Hi *,
I got an interesting performane question.
There is File A with over 1 Millon Records to process. An there is a file B with ~20 records. I have to process all records of File A, but I have to check, if there is a Record in File B to do some additional stuff. In Natural you would code:
READ FILE_A BY PRIMARY-KEY
/* do some stuff here
FN-B. FIND NUMBER FILE_B WITH FOREIGN-KEY = FILE_A.PRIMARY-KEY
IF NUMBER(FN-B.) NE 0
/ do some additional stuff here
END-IF
END-READ
So far so good. In my case I feel that this code has a bad performance. Because you do 1 Mio Finds. So I tried the following:
READ FILE_B BY FOREIGN-KEY
ADD 1 TO (#I4)
EXPAND ARRAY #ARRAY TO (1:#I4)
#ARRAY(#I4) := FOREIGN-KEY
END-READ
*
READ FILE_A BY PRIMARY-KEY
/* do some stuff here
IF PRIMARY-KEY = #ARRAY()
/ do some additional stuff here
END-IF
END-READ
Here’s the performance (while 1486 means 148.6 secs)
search array 1486 #FOUND: 20
find number 2527 #FOUND: 20
→ Searching an array (with size 20) is faster than find number.
But now I want to go the next step.
Question #1 is: When (at which array-size) does the array-technique become inperformant vs. find number?
→ I wrote a test program to try out some sizes. I think it’s ~500. Of course this could be dependent on hardware etc.

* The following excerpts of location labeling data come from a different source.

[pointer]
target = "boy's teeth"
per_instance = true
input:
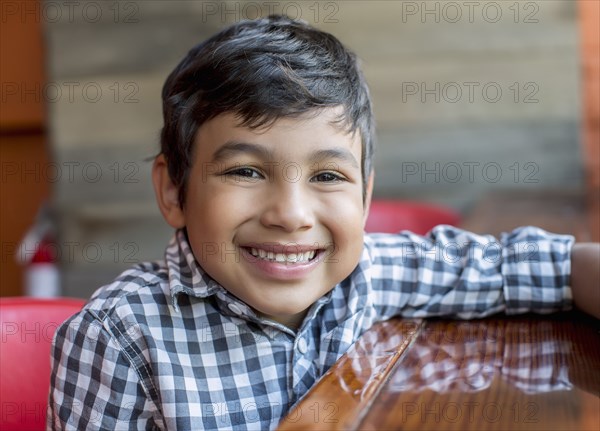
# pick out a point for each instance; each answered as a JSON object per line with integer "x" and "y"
{"x": 282, "y": 257}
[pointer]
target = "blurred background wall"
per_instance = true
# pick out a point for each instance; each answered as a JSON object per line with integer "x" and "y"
{"x": 470, "y": 97}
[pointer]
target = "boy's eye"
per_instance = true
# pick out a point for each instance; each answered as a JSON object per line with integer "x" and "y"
{"x": 246, "y": 173}
{"x": 327, "y": 177}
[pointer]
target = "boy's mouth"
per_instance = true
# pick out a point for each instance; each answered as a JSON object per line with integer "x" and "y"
{"x": 284, "y": 254}
{"x": 300, "y": 257}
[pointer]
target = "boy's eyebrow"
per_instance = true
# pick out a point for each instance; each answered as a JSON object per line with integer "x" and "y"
{"x": 341, "y": 154}
{"x": 231, "y": 148}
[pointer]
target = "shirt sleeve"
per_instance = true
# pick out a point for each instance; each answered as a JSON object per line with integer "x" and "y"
{"x": 455, "y": 273}
{"x": 93, "y": 384}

search array 2503 #FOUND: 500
find number 2513 #FOUND: 500
search array 3547 #FOUND: 1000
find number 2443 #FOUND: 1000
Question #2 is: For huge arrays there must be a better way to search then IF PRIMARY-KEY = #ARRAY(*). Which way is the best? I already got an idea, but what do you think?
Regards
Matthias